The American physicist had been attracted to the idea of space flight after reading Jules Verne’s classic science fiction novel, From the Earth to the Moon. Like Tsiolkovsky, Goddard concluded that liquid fuels were preferable in powering rockets and calculated that liquid hydrogen and liquid oxygen were the ideal fuel and oxidizer. By 1919, Goddard had produced a scientific paper on “A Method of Reaching Extreme Altitudes,” and even suggested that a rocket could be designed to reach the moon. This earned him ridicule from other scientists as the “moon rocket man,” who did not realize that a rocket engine could not operate in the vacuum of space. Goddard demonstrated in the laboratory that rocket engines most certainly would work in a vacuum, but bitten by the criticism, he became more secretive about his research. On March 16, 1926, Goddard made history by launching the world’s first liquid-fueled rocket.

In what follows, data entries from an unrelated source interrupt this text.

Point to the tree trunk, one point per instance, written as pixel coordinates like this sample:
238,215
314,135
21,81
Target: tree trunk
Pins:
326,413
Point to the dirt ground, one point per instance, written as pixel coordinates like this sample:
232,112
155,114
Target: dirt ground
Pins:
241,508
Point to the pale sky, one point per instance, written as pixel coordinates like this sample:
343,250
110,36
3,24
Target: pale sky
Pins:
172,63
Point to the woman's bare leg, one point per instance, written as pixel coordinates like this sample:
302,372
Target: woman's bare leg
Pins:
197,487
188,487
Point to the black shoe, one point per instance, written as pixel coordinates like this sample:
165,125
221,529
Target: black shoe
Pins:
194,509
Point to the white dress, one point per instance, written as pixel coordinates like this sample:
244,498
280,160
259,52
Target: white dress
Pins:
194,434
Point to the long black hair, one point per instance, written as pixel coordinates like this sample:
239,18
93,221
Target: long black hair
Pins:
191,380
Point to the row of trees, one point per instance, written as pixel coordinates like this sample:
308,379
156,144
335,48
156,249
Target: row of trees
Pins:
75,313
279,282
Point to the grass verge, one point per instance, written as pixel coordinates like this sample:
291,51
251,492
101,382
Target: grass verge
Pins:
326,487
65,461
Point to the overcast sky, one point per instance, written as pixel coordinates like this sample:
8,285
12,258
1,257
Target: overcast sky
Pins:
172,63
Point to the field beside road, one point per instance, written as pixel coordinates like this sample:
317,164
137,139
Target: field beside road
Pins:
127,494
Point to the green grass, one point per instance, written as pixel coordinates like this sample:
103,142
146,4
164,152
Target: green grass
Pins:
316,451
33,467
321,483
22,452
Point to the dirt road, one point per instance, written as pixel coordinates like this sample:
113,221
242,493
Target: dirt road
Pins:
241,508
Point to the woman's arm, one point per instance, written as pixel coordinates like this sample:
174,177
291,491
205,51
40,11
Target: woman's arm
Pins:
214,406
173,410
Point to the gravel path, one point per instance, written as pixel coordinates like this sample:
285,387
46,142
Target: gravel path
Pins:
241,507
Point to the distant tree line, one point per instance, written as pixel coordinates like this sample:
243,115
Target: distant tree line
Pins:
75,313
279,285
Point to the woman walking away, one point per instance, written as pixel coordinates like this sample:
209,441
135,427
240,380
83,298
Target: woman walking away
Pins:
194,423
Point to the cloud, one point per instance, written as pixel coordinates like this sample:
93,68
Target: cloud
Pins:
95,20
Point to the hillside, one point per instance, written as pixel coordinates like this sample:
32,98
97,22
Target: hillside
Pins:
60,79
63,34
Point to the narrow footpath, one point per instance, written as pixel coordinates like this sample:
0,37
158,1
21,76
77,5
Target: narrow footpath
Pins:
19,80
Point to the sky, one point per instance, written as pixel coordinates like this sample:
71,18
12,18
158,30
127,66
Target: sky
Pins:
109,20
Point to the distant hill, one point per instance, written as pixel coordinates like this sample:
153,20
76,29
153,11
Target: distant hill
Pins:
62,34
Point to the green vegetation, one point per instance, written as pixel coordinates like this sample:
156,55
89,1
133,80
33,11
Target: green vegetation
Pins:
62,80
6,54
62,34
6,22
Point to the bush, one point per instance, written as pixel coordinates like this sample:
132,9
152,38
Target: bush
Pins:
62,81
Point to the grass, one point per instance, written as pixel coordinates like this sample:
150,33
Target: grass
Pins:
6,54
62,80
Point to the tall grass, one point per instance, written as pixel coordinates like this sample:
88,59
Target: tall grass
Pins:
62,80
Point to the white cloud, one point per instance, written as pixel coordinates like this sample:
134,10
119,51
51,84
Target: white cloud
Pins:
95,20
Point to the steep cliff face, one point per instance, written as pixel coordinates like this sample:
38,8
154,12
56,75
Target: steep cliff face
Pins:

The liquid oxygen-kerosene vehicle only rose to a height of 184 feet, but the launch marked the beginning of the Space Age.
Rocketry had also captivated the imagination of Europeans. Sparked by Romanian physicist Hermann Oberth’s 1923 book, The Rocket Into Interplanetary Space, the German Society for Space Travel was established in 1927. But when it was taken over by the Army in the 1930s, space travel took a back seat to military applications. The Third Reich demanded a rocket capable of delivering a heavy payload to distant targets. Under the leadership of Wernher von Braun, the Germans developed the terrifying V-2, which used a liquid oxygen-alcohol system and was capable of hitting targets with a 1000 pound TNT warhead at a range of 200 miles. The V-2 can be accurately described as the world’s first “space” ship since it left the atmosphere at the top of its trajectory before plunging down to its target. No one could see it coming, hear it or stop it. Over 4000 V-2s were launched at targets in England and Western Europe, killing and maiming thousands. And that does not include the 20,000 slave labourers who perished in the factories where the rockets were produced.
After the war, von Braun, and about a hundred of his colleagues, ended up in American hands and went to work for the US Army in Hunstville, Alabama. Here von Braun, whose Nazi past was sanitized in order to make him into an American hero, designed the rockets that would eventually launch American astronauts into space. His efforts culminated in 1969 when the giant Saturn 5 roared into space, its first stage burning a fuel very much like Goddard’s original 1926 rocket. The second and third stages burned liquid hydrogen, the ideal fuel as had been suggested by Goddard forty years earlier. What a visionary this American physicist had been! In his high school oration in 1904, Goddard had voiced the opinion that “it is difficult to say what is impossible, for the dream of yesterday is the hope of today and the reality of tomorrow.” Indeed.